The Presidential Media Division (PMD) has issued a statement clarifying that reports suggesting the Cabinet has not approved the upcoming state employee salary increase, effective from January, are false. The statement confirms that Cabinet approval for the salary increase has already been granted.
The statement is as follows:
According to the Cabinet decision 24/Misc (020) dated May 27, 2024, a special committee was appointed to study salary discrepancies among various employee groups within the public service and to recommend the necessary revisions for inclusion in the 2025 budget proposals. The aim is to ensure that all sectors of the public service receive the required salary, wage, and remuneration adjustments.
The special committee held discussions with 81 major trade unions and public officers, analyzing relevant data, and has prepared an interim report. Udaya R. Seneviratne clarified that the committee obtained input from 391 other trade unions, organizations, institutions, and individuals while compiling the report.
Considering the existing financial constraints and the challenges faced by public sector employees, the interim report recommends a policy framework to restructure current salary structures and minimize public expenditure, while also proposing strategies to increase revenue. These proposals were aimed at reducing wage disparities and improving fiscal management.
Subsequently, on August 12, 2024, President Ranil Wickremesinghe, in his capacity as the Minister of Finance, Economic Stabilization, and National Policies, submitted a Cabinet paper titled “Interim Report of the Special Committee Appointed to Address Wage Disparities in the Public Service” (Cabinet Paper No. 24/1609/601/097).
After review and discussion by the Cabinet, policy approval was granted to implement the recommendations listed in paragraphs 3.1 to 3.18 of the interim report.
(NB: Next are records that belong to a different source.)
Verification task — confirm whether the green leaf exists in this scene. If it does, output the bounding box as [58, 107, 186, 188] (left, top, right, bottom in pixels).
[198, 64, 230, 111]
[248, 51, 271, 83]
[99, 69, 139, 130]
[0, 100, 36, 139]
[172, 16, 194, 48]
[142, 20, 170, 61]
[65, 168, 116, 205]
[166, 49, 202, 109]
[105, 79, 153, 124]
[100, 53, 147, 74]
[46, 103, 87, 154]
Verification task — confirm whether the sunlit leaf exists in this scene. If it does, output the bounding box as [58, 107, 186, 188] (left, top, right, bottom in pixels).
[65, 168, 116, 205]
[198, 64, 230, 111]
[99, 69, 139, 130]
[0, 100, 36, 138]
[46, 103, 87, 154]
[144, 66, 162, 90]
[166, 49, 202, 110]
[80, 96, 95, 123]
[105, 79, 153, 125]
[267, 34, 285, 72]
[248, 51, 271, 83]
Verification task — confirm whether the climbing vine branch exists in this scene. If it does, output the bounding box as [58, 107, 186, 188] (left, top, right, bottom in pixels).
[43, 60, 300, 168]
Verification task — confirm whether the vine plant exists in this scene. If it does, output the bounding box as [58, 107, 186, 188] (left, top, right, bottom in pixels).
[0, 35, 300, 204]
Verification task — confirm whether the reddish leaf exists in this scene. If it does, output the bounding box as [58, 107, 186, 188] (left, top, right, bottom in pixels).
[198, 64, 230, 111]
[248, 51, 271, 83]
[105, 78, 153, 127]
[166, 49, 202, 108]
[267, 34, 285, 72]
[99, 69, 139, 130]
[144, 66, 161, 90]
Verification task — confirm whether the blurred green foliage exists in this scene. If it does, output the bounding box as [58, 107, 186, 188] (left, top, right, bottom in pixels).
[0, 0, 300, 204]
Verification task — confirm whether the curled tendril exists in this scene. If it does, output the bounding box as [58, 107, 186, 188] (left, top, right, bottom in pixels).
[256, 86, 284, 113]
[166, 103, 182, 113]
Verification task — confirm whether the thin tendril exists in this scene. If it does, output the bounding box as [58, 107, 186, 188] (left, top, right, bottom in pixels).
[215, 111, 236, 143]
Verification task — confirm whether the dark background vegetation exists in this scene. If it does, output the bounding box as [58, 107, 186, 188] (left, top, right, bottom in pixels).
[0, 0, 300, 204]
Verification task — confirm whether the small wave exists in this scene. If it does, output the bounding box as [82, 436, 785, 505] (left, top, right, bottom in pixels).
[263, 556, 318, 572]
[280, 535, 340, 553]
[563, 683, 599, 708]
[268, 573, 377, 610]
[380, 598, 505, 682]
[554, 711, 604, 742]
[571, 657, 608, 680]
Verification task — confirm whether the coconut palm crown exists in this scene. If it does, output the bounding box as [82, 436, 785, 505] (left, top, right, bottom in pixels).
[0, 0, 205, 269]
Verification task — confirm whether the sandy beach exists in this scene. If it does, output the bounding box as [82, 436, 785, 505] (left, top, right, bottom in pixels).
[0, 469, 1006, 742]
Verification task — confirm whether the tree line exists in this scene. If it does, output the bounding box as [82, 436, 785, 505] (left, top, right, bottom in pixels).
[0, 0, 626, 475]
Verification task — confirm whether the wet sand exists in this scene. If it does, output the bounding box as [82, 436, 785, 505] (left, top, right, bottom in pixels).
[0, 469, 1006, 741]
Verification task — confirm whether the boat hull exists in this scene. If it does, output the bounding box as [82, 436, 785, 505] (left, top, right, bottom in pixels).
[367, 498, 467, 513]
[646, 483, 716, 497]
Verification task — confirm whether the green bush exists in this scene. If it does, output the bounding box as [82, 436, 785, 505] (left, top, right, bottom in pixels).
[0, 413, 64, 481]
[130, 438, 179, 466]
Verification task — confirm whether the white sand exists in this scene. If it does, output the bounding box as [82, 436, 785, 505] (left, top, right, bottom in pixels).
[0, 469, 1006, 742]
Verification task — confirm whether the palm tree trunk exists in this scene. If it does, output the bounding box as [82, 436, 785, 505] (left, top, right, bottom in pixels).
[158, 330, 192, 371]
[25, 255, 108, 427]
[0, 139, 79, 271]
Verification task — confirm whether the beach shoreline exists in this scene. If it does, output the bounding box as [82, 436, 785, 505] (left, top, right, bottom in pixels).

These recommendations will also be included in the 2025 budget for implementation.
Key recommendations include:
- A monthly cost-of-living allowance of Rs. 25,000 to be paid to all government employees from 2025, with adjustments every three years.
- A 24% to 50%-60% increase in the minimum starting salary of public service employees, with the total gross salary, including the cost-of-living allowance, raised to Rs. 55,000. This adjustment will also be applied to other positions.
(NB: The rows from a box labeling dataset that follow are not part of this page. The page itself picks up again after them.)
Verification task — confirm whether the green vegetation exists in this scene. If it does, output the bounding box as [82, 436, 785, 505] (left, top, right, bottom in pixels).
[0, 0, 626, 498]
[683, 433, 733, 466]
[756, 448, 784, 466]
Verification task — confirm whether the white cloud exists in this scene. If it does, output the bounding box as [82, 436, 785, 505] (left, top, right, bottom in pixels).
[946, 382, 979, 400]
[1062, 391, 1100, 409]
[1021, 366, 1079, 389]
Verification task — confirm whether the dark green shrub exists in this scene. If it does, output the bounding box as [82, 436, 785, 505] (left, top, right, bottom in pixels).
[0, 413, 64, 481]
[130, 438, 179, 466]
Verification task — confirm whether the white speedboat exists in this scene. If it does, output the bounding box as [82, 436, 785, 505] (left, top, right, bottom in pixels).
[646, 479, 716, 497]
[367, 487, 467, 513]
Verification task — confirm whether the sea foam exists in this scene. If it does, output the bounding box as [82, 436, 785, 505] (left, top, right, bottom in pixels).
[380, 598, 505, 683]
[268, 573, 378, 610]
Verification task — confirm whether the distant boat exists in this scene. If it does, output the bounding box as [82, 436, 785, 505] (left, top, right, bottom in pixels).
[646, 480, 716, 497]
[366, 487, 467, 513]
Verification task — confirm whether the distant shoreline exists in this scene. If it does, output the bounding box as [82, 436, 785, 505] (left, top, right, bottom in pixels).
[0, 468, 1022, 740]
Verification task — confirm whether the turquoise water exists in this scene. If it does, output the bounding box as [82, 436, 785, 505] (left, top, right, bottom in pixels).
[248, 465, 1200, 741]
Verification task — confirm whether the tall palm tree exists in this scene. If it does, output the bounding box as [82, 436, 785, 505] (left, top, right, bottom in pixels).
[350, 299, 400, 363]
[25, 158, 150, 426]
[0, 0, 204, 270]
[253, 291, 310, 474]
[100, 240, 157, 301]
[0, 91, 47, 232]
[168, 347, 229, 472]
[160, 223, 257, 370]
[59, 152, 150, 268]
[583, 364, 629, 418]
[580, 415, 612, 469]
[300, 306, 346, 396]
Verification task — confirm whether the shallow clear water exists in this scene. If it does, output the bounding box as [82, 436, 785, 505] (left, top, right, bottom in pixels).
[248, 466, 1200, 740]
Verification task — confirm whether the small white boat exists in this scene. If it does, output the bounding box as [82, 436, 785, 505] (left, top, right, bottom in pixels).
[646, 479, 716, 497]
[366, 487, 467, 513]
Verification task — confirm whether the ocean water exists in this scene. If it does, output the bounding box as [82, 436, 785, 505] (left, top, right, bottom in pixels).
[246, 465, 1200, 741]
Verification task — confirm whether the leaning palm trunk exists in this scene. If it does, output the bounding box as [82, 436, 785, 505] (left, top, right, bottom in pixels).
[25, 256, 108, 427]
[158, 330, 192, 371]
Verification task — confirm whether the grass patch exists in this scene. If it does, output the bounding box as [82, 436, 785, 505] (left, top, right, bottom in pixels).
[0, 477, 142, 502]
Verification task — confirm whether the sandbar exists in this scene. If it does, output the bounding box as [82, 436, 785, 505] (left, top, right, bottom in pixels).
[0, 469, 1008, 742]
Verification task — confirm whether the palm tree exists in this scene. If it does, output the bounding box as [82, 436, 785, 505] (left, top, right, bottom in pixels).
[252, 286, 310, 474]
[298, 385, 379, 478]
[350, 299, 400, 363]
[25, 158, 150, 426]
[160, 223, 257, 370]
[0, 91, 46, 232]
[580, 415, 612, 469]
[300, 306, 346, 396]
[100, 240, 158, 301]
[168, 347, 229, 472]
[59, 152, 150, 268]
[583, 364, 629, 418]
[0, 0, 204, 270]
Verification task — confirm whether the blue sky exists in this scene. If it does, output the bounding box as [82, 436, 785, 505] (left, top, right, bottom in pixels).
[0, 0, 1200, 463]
- Implementation of the new salary and allowance structure for all public institutions, excluding commercial state enterprises and banks.
- Revising the pensions of retired public servants who retired before 2020 to eliminate any disparities.
- From January 2025, retirees will receive a cost-of-living allowance amounting to 50% of the allowance provided to active government employees.
- The proposed salary structure will be implemented starting January 1, 2025, in phases, taking into account the country’s financial situation.
The final report of the special committee was submitted to the President on September 3, 2024. It includes recommendations on state employee classification, allowances, pension discrepancies, and other matters, which are set to be implemented from January 1, 2025. Policy approval has been granted to incorporate these recommendations into the 2025 budget proposals.